Many businesses have changed their normal services offered and protocol to keep customers and staff safe Photo by Troi Patrick

My job has accommodated health care workers by providing them with free coffee as a thank you for their service to our communities. I have spoken to many nurses and doctors that come to get coffee and they all have similar perspectives. They are trying to remain positive and strong for the people that they take care of who have tested positive for coronavirus.

Other workers and myself have also expressed concern about the risk that we are putting our families in. For me, I live only with my mother but for others who have large households, it is difficult for them to work with the public and have to come home at the end of their shift.

I would be lying if I said it wasn’t scary. Knowing that some people may be asymptomatic is even more frightening. It seems that most people are not taking this virus seriously and their lack of urgency makes it 10 times harder as an essential worker. More often than not, people come in and completely disregard the six feet social distancing rule despite markers that are placed on the floor.

I often wonder about my health and safety when people are constantly way closer to me than I would like.
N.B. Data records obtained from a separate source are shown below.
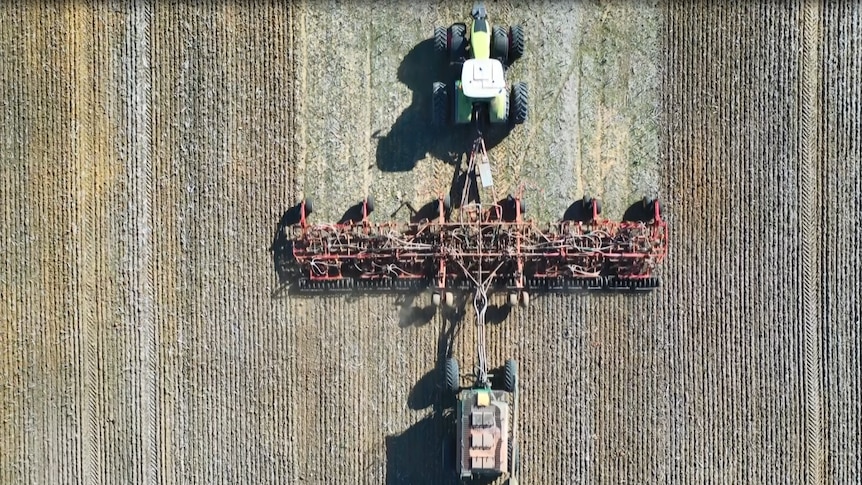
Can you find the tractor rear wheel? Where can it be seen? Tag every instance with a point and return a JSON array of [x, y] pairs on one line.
[[500, 45], [453, 376], [514, 458], [516, 43], [519, 105], [439, 105], [510, 375], [441, 41], [447, 202], [457, 43]]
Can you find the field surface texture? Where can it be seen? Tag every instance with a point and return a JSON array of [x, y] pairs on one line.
[[149, 149]]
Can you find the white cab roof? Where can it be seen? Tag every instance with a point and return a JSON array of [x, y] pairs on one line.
[[483, 78]]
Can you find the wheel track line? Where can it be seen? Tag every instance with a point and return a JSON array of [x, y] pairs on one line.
[[141, 171], [810, 215]]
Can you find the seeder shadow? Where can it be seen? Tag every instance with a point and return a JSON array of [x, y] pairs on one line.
[[411, 138], [282, 249]]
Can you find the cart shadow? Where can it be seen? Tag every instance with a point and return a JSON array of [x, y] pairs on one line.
[[411, 138]]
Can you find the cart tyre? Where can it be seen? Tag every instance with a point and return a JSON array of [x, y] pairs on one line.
[[453, 377]]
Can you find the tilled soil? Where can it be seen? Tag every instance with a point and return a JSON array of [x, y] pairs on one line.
[[149, 150]]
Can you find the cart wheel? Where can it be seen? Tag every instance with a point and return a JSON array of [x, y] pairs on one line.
[[510, 375], [453, 376]]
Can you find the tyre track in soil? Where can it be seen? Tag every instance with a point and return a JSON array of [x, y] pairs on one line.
[[811, 213], [41, 372], [736, 413], [225, 167], [842, 155]]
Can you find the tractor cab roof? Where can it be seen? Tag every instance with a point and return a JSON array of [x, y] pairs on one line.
[[483, 78], [479, 11]]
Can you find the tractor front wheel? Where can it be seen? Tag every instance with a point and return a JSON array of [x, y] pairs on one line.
[[457, 42], [519, 104], [500, 45], [440, 105], [516, 43]]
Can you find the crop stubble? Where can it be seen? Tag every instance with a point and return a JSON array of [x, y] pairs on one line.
[[143, 170]]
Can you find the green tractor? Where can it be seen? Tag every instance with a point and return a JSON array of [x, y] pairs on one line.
[[481, 94], [486, 443]]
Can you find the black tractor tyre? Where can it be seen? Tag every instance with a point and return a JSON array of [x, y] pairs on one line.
[[516, 43], [453, 376], [439, 105], [514, 458], [500, 45], [510, 375], [441, 40], [457, 41], [520, 103]]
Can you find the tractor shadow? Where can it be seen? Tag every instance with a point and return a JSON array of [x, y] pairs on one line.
[[411, 138], [417, 455]]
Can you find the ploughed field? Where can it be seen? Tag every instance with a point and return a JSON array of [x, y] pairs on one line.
[[149, 150]]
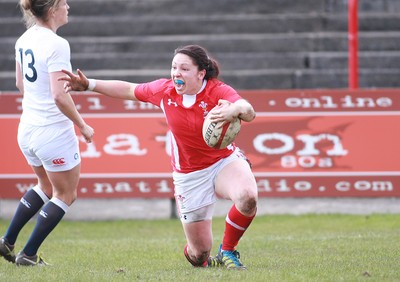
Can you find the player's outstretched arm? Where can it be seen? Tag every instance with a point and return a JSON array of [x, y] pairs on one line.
[[112, 88]]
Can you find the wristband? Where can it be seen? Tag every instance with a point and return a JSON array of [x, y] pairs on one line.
[[92, 84]]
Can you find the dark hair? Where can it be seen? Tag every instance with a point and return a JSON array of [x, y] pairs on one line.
[[39, 9], [201, 59]]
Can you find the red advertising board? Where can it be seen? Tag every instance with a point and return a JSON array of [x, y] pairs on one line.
[[303, 143]]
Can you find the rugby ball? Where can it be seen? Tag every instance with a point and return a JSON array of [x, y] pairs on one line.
[[219, 135]]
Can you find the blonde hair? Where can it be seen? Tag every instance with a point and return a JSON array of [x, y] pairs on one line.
[[36, 9]]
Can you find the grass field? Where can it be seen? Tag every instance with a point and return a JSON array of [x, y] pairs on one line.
[[275, 248]]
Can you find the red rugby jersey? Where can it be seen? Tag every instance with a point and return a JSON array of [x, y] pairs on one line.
[[189, 152]]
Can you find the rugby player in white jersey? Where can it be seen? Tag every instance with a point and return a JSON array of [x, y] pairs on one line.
[[46, 133]]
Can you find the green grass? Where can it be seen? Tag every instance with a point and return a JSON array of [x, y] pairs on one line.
[[275, 248]]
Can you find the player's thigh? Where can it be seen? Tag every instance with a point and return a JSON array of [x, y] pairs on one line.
[[236, 181], [65, 183], [43, 180]]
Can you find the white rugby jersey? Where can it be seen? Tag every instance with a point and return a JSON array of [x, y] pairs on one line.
[[40, 51], [189, 152]]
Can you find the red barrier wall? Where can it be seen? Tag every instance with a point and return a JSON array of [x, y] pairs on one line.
[[303, 143]]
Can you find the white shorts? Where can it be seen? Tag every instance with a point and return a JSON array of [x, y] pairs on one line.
[[195, 191], [55, 147]]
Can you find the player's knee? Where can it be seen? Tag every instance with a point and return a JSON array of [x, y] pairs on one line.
[[248, 204]]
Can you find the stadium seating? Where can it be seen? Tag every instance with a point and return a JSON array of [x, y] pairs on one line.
[[260, 44]]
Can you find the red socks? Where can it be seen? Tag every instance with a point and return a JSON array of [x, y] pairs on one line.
[[235, 226]]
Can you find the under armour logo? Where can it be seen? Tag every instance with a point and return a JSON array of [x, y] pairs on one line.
[[170, 102], [25, 203], [60, 161], [43, 213]]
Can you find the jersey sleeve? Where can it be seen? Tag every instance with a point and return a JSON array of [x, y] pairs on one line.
[[226, 92], [60, 57]]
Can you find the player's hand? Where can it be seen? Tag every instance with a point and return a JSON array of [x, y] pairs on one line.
[[224, 111], [74, 82]]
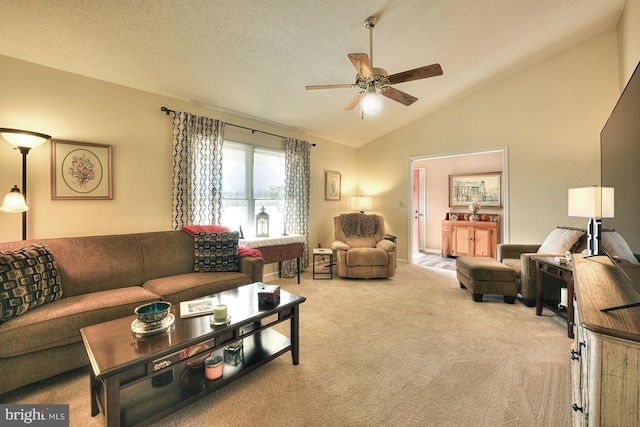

It puts you in a bit of a pickle when people expect the “customer is always right” treatment. I have had people get upset with me when I ask them to respect my space.

Although some people classified as “essential workers” are being compensated financially, some aren’t. For the people who are receiving hazard pay it is a blessing and for many people keeping them afloat in this hard time. For those who are working and receiving their normal wage with no hazard pay, they are putting themselves at risk everyday, with no compensation.

Stores are implementing social distancing by placing tape or markers on the floor so that people are standing at least six feet apart from each other Photo by Troi Patrick

A worker that I spoke to at a local dollar store told me that she wasn’t receiving any hazard pay. That store has taken proper precautions by practicing social distancing by only allowing 10 people inside at one time and requiring all customers and associates to wear face masks before entering the store. Despite those precautions being implemented, workers still feel slighted by not being paid extra.

I personally feel as though anyone who is an essential worker, especially those who work in close proximity with effected individuals like health care workers, should be paid hazard pay. Even though an extra few dollars in a check won’t make the virus disappear, it will help people release some feelings of financial stress and instability in this trying time.